Jetzt meldete sich der junge Mann schüchtern zu Wort.
Aber ich kann Ihnen versichern, dass, äh …, dass ich gar nichts, äh … also gar nichts gemacht habe.
Jetzt lächelte Stauber milde.
Ja, ja, das habe ich auch schon gehört. Alle sitzen unschuldig im Knast.
Er nickte, sprach mehr zu sich selber und verdrehte dabei die Augen.
Die Gesellschaft ist schuld. Meine Eltern sind schuld. Die Umstände sind schuld. Ich wurde im Kindergarten von den anderen Kindern ganz schlimm behandelt. Also ich – ich kann eigentlich gar nichts dafür.
Tanner wandte sich an Stauber. Langsam ging er ihm auf die Nerven.

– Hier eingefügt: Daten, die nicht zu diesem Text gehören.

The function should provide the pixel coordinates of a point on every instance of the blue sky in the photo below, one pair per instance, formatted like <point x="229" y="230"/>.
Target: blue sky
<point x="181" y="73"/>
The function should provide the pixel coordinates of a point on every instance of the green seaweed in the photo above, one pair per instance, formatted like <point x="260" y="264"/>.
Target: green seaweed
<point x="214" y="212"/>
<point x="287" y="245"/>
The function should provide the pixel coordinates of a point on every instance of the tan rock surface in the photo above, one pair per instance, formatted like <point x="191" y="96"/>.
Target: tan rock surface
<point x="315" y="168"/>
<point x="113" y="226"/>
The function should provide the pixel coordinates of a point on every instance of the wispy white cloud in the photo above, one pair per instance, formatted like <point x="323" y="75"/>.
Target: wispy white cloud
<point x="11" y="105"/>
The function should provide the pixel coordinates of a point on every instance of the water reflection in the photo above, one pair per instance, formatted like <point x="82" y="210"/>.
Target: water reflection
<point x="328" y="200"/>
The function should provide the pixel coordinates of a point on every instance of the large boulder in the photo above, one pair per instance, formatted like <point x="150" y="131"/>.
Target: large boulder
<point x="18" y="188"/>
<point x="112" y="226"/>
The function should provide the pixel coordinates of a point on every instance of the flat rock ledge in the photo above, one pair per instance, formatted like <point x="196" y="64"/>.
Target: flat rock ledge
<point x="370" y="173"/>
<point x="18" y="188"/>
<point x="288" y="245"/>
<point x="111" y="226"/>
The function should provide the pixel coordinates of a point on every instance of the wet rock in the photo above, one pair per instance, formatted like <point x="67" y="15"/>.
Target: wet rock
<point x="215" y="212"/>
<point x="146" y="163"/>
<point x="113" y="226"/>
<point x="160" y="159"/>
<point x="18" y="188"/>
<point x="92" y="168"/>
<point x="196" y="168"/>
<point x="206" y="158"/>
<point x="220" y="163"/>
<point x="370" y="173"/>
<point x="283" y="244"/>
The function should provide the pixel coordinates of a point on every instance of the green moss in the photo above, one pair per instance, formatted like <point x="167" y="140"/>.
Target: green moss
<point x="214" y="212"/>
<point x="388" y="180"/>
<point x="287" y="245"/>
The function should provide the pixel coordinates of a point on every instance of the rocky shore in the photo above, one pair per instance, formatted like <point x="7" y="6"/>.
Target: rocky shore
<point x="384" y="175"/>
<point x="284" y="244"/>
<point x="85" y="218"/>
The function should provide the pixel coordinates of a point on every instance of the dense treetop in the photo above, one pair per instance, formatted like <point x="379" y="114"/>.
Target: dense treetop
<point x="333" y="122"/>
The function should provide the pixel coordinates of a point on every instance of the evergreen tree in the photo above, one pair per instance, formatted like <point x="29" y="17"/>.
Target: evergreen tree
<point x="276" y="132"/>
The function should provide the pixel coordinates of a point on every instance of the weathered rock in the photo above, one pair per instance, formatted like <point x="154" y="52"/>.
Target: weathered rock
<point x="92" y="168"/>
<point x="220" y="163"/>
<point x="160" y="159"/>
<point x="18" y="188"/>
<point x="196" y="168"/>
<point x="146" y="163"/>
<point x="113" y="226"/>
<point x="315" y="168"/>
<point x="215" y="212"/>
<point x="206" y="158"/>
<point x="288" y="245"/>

Herr Stauber, Sie haben ja sicher recht, so im Allgemeinen. Aber jetzt ist gut. Der junge Mann hat freiwillig und sehr offen erzählt, dass er fünf Jahre lang in Spanien im Gefängnis gewesen ist und dass er unschuldig gesessen hat. Wir haben keinen Grund, an seinen Worten zu zweifeln. Abgesehen davon …
Jetzt stand der junge Mann auf.
Streiten Sie bitte nicht meinetwegen, meine Herren. Das bin ich ja gar nicht, äh … also, ich meine, das bin ich nicht wert.
Zu Tanner gewandt.
Und der Herr hat recht, alle, die ich im, äh … im Gefängnis angetroffen habe, sind, äh … unschuldig, und sie beteuern es unentwegt. Ständig. Keiner hat je zugegeben, äh …, also, das habe ich gemacht, ähm … also muss ich jetzt büssen.
Jetzt lachte Stauber, stand ebenfalls auf, wandte sich an Tanner und zeigte mit der Zigarre auf den jungen Mann, als wollte er ihn aufspießen.
Na, na, sehen Sie! Er gibt es ja selbst zu. Also nur keine Aufregung.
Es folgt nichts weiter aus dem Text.